Might have to start leaving myself notes as well.
I've been out ever day(going today as well)since the mistake and seems to be working fine.
Guess I got lucky,although I know it took some life out of her.


----------



## Deadmeat (May 30, 2010)

Whew! That's a relief. Glad to hear the motor seems to be ok. My cardinal rule is that the oil goes in before the gas, never the other way around. Although it's not hard to pick up a gas can and see it's low on gas, it's not that way with the little oil you add. My feeling is that if for some reason I forget to add the gas after adding the oil, about the worst thing that can happen is it fouls a plug and smokes like Mount St. Helens. If I forget to add the oil, well...


----------



## Henry Hefner (May 30, 2010)

I don't add gas to my boat tank that hasn't already been mixed. I keep a separate can for gas/oil mix so that I get the ratio right each time, and top off the boat's tank from that. I did it to make sure I measured the ration correctly, but I can see that it helps me to remember to add the oil, too. Wouldn't work for a large boat, but for my little 5hp it works great.


----------



## [email protected] (Jun 22, 2010)

Don't feel bad I did almost same thing 2 weeks ago. I had added sea foam to my fuel I did remember to put oil in but I lookd at the mark for Litre instead of gallons. I figured about 25% of oil I should have put in.
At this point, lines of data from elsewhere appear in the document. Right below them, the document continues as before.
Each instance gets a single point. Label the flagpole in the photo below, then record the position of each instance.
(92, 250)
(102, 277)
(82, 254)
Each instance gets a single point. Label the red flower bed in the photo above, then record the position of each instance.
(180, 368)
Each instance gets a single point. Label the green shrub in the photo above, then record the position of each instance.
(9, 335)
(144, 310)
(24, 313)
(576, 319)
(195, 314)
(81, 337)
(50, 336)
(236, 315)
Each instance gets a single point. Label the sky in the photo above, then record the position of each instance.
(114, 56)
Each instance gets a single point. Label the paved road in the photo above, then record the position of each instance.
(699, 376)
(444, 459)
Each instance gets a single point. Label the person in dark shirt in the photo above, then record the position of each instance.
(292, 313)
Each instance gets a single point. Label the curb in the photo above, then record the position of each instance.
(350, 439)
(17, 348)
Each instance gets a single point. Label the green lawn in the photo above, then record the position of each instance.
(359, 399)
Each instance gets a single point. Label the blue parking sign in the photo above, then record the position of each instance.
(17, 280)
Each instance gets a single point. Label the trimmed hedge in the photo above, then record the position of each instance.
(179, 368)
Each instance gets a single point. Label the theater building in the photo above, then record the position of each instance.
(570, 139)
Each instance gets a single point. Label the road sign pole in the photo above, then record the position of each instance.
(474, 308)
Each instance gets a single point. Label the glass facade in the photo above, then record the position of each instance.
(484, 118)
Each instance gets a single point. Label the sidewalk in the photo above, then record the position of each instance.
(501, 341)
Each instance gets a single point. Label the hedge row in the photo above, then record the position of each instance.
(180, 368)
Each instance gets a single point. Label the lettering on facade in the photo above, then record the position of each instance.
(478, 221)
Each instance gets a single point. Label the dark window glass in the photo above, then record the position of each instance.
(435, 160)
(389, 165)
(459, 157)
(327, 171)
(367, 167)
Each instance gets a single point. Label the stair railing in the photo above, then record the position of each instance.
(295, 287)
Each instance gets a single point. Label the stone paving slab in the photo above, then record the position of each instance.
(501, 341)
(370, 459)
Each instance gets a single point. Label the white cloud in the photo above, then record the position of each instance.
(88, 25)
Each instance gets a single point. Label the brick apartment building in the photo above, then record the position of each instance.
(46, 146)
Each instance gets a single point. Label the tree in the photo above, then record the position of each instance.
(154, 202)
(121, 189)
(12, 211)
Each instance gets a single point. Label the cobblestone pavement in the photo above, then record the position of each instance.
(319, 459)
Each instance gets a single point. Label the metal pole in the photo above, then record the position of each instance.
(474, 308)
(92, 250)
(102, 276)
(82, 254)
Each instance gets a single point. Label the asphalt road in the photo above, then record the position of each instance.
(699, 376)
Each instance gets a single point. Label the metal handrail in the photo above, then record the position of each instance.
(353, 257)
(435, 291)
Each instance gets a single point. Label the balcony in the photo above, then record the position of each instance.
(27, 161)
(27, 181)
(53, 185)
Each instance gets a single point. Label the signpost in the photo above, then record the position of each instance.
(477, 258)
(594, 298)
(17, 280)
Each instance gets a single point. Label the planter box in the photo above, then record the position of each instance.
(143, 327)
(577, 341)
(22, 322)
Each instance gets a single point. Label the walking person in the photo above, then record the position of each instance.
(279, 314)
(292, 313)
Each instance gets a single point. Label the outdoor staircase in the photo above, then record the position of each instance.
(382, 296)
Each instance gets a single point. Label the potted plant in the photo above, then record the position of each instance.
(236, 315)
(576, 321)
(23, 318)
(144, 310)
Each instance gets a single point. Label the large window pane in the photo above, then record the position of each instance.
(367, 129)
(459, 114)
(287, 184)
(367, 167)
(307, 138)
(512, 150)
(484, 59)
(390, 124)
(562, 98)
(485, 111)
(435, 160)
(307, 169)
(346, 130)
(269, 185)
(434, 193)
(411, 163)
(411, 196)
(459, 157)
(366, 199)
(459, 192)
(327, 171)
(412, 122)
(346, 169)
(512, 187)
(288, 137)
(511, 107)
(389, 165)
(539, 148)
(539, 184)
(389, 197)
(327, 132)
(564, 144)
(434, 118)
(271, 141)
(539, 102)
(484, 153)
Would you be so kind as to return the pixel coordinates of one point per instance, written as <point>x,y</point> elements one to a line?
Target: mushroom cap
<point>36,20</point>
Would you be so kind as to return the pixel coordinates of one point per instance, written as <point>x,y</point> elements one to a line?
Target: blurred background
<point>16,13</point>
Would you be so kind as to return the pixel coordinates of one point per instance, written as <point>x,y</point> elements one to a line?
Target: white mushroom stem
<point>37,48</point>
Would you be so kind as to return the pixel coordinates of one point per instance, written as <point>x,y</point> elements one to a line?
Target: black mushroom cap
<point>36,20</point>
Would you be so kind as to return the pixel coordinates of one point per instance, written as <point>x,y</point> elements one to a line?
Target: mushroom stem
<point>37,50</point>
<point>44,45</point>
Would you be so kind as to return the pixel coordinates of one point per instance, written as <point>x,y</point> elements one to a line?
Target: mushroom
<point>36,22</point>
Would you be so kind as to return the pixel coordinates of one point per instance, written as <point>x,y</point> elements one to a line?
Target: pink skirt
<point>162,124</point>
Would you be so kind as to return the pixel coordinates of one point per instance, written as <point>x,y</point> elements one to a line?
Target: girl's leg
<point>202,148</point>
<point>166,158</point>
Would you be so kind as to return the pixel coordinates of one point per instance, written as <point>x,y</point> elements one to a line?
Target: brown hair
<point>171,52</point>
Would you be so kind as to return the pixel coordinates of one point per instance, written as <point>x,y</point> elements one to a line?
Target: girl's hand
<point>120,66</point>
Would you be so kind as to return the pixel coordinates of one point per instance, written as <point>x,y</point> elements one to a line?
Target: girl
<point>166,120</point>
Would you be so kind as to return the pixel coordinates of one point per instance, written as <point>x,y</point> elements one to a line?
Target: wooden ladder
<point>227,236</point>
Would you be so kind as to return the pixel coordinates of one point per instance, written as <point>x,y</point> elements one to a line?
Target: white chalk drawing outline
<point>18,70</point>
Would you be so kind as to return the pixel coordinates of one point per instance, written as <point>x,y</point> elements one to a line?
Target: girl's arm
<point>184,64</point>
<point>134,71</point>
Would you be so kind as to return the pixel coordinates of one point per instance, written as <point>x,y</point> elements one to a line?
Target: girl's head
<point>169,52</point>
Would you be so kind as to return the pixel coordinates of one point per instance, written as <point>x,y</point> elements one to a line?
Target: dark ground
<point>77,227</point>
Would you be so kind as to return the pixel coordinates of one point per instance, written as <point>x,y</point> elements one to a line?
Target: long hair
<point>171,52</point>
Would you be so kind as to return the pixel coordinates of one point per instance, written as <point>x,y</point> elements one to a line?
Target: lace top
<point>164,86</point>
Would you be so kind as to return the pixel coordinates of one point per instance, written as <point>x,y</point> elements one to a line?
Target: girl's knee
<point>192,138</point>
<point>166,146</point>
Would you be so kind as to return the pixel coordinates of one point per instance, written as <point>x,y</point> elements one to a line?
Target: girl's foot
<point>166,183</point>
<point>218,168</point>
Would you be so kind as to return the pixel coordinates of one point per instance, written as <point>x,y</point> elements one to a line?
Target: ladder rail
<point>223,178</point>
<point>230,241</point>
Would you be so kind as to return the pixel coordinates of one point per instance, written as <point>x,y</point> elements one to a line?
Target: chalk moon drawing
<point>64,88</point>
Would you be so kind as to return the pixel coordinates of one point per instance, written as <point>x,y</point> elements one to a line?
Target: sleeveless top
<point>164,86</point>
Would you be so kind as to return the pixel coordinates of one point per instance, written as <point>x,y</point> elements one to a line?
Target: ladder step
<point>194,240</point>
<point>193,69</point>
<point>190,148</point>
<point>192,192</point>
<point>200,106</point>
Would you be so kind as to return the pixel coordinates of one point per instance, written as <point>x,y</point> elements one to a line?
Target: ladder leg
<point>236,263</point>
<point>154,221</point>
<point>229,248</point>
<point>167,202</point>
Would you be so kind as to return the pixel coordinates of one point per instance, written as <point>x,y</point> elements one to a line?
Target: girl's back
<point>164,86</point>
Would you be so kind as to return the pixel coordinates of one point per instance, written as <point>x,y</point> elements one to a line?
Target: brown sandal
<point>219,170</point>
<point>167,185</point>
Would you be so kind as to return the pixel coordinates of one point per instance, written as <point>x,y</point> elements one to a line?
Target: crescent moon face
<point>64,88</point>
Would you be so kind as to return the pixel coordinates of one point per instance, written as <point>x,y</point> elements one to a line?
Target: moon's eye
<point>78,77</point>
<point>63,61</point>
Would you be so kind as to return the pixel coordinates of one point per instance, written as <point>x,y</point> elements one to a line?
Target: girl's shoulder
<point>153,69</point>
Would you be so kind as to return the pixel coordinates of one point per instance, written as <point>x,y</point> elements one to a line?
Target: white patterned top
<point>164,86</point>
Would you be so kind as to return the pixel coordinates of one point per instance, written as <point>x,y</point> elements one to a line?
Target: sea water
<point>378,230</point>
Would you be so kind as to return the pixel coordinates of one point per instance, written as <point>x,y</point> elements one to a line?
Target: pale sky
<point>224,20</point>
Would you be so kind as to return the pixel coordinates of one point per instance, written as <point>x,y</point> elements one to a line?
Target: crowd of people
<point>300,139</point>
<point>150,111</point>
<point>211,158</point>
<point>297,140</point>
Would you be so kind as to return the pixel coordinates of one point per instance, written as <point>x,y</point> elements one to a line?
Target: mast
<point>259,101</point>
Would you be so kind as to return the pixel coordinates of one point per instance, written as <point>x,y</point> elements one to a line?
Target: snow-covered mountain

Freaked out did compression test still had 120 psi on each cylinder. ( 1992 40 hp Johnson. ) I took my bottle and marked through all of the litre mark.


----------



## Zum (Jun 22, 2010)

Used the outboard around 10plus times since...seems the same,although I didn't do a compression check.
Wouldn't have helped much anyways as I didn't check the compression when I bought the outboard years ago.
I still say the sea foam must have helped but not saying it that much because I don't want people trying stupid stuff.


----------



## bluegillfisher (Jun 22, 2010)

I ran out of gas in May while on fishing trip. I was able to get gas, but it was straight gas. Had a little oil left over from filling my tank, but now I carry oil on my boat. I limped back to dock without damage.
Good luck.


----------



## WTL (Jun 23, 2010)

Glad that you are ok. I have one of those outboards that was originally rated 100:1 on oil ratio but later changed to 50:1 - which I guess means that if you really have to you can be a little low on oil sometimes and get by ok. I always keep a pint of oil and some seafoam in a spray bottle just in case I need it, and I started toting along a little 2 gallon tank as a safety tank.


----------



## RBuffordTJ (Jul 2, 2010)

You dodged a bullet. I'm sure the previous build up and the seafoam helped so that is good. Just count it as a blessing and keep fishin'. If it had done any serious damage you would already know it.


----------